Митя опять посмотрел себе на руки.
– Это кровь, Феня, – проговорил он, со странным выражением смотря на нее, – это кровь человеческая и, Боже, зачем она пролилась! Но… Феня… тут один забор (он глядел на нее как бы загадывая ей загадку), один высокий забор и страшный на вид, но… завтра на рассвете, когда «взлетит солнце», Митенька через этот забор перескочит… Не понимаешь, Феня, какой забор, ну да ничего… все равно, завтра услышишь и все поймешь… а теперь прощай! Не помешаю и устранюсь, сумею устраниться. Живи, моя радость… любила меня часок, так и помни навеки Митеньку Карамазова… Ведь она меня все называла Митенькой, помнишь?
И с этими словами вдруг вышел из кухни. А Феня выхода этого испугалась чуть не больше еще, чем когда он давеча вбежал и бросился на нее.
Ровно десять минут спустя Дмитрий Федорович вошел к тому молодому чиновнику, Петру Ильичу Перхотину, которому давеча заложил пистолеты. Было уже половина девятого, и Петр Ильич, напившись дома чаю, только что облекся снова в сюртук, чтоб отправиться в трактир «Столичный город» поиграть на биллиарде. Митя захватил его на выходе. Тот, увидев его и его запачканное кровью лицо, так и вскрикнул:
– Господи! да что это с вами?
– А вот, – быстро проговорил Митя, – за пистолетами моими пришел и вам деньги принес. С благодарностью. Тороплюсь, Петр Ильич, пожалуйста, поскорее.

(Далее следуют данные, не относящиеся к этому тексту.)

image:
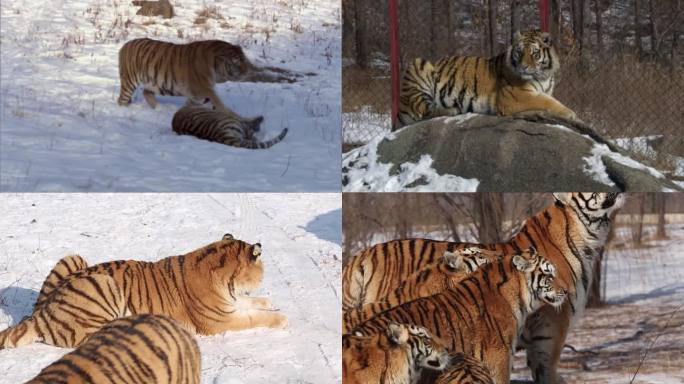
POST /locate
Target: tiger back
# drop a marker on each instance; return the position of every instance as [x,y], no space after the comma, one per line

Петр Ильич все больше и больше удивлялся: в руках Мити он вдруг рассмотрел кучу денег, а главное, он держал эту кучу, и вошел с нею, как никто деньги не держит и никто с ними не входит: все кредитки нес в правой руке, точно напоказ, прямо держа руку перед собой. Мальчик, слуга чиновника, встретивший Митю в передней, сказывал потом, что он так и в переднюю вошел с деньгами в руках, стало быть, и по улице все так же нес их перед собой в правой руке. Бумажки были все сторублевые, радужные, придерживал он их окровавленными пальцами. Петр Ильич потом на позднейшие вопросы интересовавшихся лиц: сколько было денег? – заявил, что тогда сосчитать на глаз трудно было, может быть, две тысячи, может быть, три, но пачка была большая, «плотненькая». Сам же Дмитрий Федорович, как показывал он тоже потом, «был как бы тоже совсем не в себе, но не пьян, а точно в каком-то восторге, очень рассеян, а в то же время как будто и сосредоточен, точно о чем-то думал и добивался, и решить не мог. Очень торопился, отвечал резко, очень странно, мгновениями же был как будто не в горе, а даже весел».